Today I acquired a .303 Tracer bullet. It is pretty badly damaged - looks like someone pulled it with pliers. It appears to have a copper plating (quite badly worn, could be simple corrosion) that ends about 6mm from the base of the bullet. It also has what looks like the remnants of a grey tip. What mark of tracer was this?
G Mark V, Naval air night tracer, 50 yards DI, 550 yards trace at 10,000 feet.
Approved June 1942.
Cheers Tony. Is it supposed to be stained copper coloured or is that just corrosion?
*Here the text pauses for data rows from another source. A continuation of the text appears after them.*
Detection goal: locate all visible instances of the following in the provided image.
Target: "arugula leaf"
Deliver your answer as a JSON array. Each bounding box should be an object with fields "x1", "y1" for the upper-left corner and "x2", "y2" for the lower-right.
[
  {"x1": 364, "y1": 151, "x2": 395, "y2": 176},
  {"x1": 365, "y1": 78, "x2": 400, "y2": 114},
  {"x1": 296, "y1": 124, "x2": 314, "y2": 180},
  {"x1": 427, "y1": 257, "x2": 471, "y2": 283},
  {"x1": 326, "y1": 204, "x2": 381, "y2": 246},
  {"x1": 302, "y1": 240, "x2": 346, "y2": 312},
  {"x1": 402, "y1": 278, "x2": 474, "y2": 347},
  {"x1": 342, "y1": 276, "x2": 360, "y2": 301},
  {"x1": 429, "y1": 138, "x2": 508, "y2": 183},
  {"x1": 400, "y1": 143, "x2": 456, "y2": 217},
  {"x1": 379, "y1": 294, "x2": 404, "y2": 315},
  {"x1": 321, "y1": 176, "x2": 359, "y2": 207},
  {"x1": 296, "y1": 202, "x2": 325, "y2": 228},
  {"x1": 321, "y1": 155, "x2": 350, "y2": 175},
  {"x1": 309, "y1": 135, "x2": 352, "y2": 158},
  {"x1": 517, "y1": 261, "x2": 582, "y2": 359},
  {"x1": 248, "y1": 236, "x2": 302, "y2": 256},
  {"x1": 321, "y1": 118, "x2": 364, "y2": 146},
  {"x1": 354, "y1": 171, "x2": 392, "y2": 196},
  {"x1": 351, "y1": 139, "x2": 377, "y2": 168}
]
PS sorry for my terrible typing in the first post, the typos have now been corrected!
Gilding metal clad steel (GMCS) was approved for the envelope of the GV, as it was for all the WW2 tracers, so it is probably the copper coating on the steel envelope that has come off due to corrosion.
This is definitely not GMCS. This does not take a magnet at all, neither does the bullet on my inert .303 Tracer GII (Hstp “K1941 GII”).
The comment about the GMCS was just a guess based on your description of copper “plating”. Without a picture it is difficult to be more precise.
GMCS was approved as an alternative envelope material for many .303 rounds, as was CNCS although GM and CN were still used to a considerable extent.
It is a very thin coating on the surface, and most has polished off. I am going to clean up this badly marked and scored bullet tomorrow. It is amazing what one can do to a really messy bullet in a lathe with a bit of P400 glasspaper then a rag with some brasso on it.